This best selling title published in 1997 and we didn’t get around to it till 2016. Not because we didn’t appreciate the urgency of building wealth, we simply fell out of touch with reading. An easy feat in this age of streaming video.

It’s been a while now since we read it, so our hazy memories don’t contain much detail. Racking our brains, we recall two worthwhile lessons. The first being asset accumulation, it’s a basic principle yet poorly understood by the populace. To our surprise, the second lesson leaned on psychology and wasn’t even a direct wealth strategy.

Spoiler Alert. We’re going to discuss details about this book. It’s a good read, but let’s just say it didn’t make us rich. Essentially it’s an introduction to financial literacy for people living paycheck to paycheck.

By the time we picked up this book, we’d accumulated enough life experience to appreciate the value of building asset pools. So no surprises there, but we did find amusement when the book described people mistaking expenses for assets. Largely since it reminded us of several figures in our lives who feel rich because they own expensive items, but toil away in the daily grind.

The lessons in psychology made the read worthwhile for us. These made the strongest impressions:

  • pay yourself first
  • ask yourself “how can I afford it?”

“Pay yourself first” as a wealth building mantra corrects a common problem. When people receive their paycheck, they preferentially allocate the bulk of the value to living expenses and what remains goes towards investment. With this arrangement, investment is an afterthought. On the other hand, “pay yourself first” forces the lion’s share of the paycheck into investment, ensuring the investment grows.

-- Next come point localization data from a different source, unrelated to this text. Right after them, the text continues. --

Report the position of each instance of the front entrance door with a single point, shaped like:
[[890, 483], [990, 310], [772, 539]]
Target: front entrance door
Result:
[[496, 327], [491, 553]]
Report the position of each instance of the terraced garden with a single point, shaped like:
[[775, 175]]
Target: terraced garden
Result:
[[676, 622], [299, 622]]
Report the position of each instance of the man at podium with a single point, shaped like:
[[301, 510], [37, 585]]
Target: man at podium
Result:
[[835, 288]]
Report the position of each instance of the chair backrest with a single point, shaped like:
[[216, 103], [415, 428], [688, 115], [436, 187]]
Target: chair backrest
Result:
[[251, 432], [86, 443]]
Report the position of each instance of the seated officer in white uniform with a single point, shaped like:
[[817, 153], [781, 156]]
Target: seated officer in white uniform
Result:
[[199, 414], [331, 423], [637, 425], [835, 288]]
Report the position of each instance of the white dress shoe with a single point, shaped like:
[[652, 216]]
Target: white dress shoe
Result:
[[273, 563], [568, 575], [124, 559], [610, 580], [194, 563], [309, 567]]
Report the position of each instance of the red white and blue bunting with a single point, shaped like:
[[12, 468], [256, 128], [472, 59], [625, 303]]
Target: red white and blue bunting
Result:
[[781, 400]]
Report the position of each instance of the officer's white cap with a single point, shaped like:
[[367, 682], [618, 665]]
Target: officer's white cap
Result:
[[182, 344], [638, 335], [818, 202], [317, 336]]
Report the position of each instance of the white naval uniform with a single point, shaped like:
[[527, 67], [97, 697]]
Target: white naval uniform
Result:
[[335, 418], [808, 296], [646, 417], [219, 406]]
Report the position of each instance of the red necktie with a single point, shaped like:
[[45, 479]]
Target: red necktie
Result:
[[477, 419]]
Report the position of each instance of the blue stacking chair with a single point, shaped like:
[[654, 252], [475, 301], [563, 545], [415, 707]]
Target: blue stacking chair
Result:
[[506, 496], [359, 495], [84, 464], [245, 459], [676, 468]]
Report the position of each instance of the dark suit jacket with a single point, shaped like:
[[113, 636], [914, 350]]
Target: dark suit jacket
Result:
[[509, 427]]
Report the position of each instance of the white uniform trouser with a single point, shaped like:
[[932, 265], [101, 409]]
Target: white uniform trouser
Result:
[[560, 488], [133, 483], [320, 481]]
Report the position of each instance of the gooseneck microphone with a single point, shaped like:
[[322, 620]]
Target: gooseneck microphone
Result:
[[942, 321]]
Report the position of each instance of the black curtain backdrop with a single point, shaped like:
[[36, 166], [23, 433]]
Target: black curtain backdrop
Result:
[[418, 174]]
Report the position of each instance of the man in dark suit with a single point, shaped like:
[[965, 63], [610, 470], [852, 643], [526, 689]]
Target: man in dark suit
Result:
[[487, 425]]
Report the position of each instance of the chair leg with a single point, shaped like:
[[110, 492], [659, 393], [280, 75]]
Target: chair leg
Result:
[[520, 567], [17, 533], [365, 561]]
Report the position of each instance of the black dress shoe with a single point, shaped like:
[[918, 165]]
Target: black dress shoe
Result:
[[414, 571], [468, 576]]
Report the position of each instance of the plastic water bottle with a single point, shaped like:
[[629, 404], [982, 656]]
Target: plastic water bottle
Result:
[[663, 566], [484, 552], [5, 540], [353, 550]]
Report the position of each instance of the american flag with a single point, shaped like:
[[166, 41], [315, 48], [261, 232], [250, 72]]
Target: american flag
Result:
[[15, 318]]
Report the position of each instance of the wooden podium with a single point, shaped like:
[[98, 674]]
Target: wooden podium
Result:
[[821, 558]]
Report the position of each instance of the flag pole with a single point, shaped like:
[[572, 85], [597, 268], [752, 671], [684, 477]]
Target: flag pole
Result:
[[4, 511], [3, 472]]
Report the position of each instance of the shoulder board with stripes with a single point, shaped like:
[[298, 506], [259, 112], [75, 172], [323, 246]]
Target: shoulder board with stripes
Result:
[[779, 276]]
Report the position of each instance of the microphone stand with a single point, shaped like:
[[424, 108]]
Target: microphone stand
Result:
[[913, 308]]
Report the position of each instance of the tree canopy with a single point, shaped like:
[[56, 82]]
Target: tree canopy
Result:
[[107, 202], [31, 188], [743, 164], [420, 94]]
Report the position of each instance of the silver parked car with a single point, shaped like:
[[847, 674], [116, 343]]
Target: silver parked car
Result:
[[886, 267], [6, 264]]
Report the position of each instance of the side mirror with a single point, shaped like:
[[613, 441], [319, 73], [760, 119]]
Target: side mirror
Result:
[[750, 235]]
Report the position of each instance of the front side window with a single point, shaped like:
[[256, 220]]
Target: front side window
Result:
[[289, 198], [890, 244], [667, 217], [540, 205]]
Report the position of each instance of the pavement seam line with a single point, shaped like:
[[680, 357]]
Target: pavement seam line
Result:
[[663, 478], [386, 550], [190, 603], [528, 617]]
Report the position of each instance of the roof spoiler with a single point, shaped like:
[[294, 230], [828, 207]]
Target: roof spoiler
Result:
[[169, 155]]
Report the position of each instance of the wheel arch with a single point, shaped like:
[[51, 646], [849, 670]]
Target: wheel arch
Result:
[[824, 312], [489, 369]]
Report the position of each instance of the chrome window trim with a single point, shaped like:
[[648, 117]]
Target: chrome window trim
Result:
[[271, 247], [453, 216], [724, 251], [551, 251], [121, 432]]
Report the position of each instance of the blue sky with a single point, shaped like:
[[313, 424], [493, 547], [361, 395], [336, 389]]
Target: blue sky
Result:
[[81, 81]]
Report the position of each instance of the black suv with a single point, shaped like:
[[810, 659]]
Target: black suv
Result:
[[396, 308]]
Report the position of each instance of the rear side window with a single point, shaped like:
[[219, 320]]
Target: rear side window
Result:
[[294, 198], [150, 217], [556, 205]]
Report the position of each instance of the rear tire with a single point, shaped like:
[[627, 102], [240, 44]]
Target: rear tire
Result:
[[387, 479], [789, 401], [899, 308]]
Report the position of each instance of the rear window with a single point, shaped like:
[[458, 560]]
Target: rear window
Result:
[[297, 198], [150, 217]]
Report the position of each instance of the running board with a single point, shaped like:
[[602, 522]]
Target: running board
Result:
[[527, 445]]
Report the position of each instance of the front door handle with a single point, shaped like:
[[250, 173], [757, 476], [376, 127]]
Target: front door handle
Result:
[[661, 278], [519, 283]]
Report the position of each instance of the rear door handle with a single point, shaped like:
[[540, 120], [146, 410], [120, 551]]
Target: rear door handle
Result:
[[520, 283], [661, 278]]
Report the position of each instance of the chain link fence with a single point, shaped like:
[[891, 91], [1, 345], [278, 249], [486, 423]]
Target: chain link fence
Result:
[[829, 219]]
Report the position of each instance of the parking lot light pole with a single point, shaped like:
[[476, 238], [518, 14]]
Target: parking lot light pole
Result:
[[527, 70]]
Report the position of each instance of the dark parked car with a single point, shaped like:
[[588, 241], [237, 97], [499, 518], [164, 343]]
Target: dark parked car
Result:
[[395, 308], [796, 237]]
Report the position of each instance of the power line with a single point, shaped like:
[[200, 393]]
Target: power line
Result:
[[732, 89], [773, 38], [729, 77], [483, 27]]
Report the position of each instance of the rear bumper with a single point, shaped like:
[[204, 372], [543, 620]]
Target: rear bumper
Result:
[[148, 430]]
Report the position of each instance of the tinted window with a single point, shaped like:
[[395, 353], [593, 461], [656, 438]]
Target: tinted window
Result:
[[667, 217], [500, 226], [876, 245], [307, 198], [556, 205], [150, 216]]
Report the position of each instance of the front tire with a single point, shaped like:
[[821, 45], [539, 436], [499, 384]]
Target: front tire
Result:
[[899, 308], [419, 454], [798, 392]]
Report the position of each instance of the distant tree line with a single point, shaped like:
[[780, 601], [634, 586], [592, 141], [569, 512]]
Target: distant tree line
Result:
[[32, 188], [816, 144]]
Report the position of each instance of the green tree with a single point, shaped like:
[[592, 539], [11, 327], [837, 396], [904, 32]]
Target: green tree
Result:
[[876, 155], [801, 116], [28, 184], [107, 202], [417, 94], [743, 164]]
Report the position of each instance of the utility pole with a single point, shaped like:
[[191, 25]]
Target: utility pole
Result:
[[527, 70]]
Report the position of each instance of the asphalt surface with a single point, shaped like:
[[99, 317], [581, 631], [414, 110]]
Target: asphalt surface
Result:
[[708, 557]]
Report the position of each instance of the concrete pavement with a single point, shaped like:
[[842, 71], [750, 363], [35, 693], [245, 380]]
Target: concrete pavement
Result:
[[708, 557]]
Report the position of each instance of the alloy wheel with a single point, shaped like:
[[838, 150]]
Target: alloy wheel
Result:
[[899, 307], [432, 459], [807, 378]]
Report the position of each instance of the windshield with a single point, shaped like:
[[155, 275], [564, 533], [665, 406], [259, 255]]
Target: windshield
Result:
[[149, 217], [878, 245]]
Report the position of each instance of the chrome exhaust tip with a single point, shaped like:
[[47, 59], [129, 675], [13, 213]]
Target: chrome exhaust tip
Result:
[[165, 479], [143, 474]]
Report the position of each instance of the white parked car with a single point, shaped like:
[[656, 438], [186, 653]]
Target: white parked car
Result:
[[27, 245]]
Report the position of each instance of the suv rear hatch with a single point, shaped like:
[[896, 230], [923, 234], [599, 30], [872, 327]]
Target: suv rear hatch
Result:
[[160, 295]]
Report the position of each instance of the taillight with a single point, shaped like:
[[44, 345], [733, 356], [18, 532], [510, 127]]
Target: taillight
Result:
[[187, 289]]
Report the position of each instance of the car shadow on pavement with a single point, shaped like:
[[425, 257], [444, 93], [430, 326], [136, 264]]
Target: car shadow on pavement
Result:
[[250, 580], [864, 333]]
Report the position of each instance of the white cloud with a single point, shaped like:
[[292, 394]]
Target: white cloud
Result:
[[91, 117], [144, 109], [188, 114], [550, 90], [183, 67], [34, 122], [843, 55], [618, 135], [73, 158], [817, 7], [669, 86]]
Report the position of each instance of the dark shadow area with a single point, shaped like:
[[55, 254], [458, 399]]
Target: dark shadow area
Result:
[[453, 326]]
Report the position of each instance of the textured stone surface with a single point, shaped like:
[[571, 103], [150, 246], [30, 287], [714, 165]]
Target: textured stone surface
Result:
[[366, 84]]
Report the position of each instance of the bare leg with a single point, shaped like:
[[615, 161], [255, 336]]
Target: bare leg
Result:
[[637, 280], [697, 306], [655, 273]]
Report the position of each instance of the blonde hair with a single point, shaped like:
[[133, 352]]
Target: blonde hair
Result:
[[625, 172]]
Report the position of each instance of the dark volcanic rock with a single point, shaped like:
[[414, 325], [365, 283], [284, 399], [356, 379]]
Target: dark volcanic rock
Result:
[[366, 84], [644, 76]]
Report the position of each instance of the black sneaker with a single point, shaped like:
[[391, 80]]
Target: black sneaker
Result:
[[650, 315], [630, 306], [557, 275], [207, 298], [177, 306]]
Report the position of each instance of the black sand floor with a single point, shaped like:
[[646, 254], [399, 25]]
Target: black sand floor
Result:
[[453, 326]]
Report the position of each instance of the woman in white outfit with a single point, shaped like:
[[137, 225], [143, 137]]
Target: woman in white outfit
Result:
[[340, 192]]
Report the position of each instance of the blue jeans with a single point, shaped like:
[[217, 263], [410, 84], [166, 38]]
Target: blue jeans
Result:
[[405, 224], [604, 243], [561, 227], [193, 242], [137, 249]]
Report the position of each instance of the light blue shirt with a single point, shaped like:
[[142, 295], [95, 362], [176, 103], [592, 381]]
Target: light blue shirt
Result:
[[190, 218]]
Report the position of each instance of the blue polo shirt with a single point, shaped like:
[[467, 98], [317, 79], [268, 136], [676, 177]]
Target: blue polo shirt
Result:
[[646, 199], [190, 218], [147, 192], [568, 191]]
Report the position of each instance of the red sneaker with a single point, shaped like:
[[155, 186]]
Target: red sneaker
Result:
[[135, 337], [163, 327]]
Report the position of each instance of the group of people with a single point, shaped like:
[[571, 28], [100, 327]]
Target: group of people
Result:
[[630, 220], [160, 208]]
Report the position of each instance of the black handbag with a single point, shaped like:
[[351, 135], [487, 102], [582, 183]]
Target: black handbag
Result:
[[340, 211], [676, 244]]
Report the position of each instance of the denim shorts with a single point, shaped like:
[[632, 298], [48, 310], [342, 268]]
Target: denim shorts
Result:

“How can I afford it?” is what rich people ask themselves when contemplating investment opportunities. It’s a proactive mindset compared to what poor people think, that being “I can’t afford it.” The former puts the brain to work, the latter shuts it down.

Both of these simple lessons served as useful devices for tweaking our thought processes. They give us a leg up on the motivation front, otherwise investment truly feels like an insurmountable afterthought.

We recall that Rich Dad Poor Dad favours property investment. Somehow, we can’t help suspecting that this bestseller and a suite of similar investment texts started an investment fad that led to today’s absurd property prices, but we’ll reserve that gripe for another post.

Peculiar

Naturally, the title’s significance piqued our curiosity and we wondered what the explanation would reveal. Our best guess? That the author concocted a fable of two fathers in order to illustrate his wealth building principles.

We discover that Poor Dad is his father. An academic who lived paycheck to paycheck relying on the basic principle of savings. Rich Dad happened to be his friend’s father. Nothing strange about that. However, the author referred to the friend’s father as his own “Rich Dad”, in contrast to his Poor (actual) Dad. As a narrative device, okay perhaps. In reality, though, a little peculiar.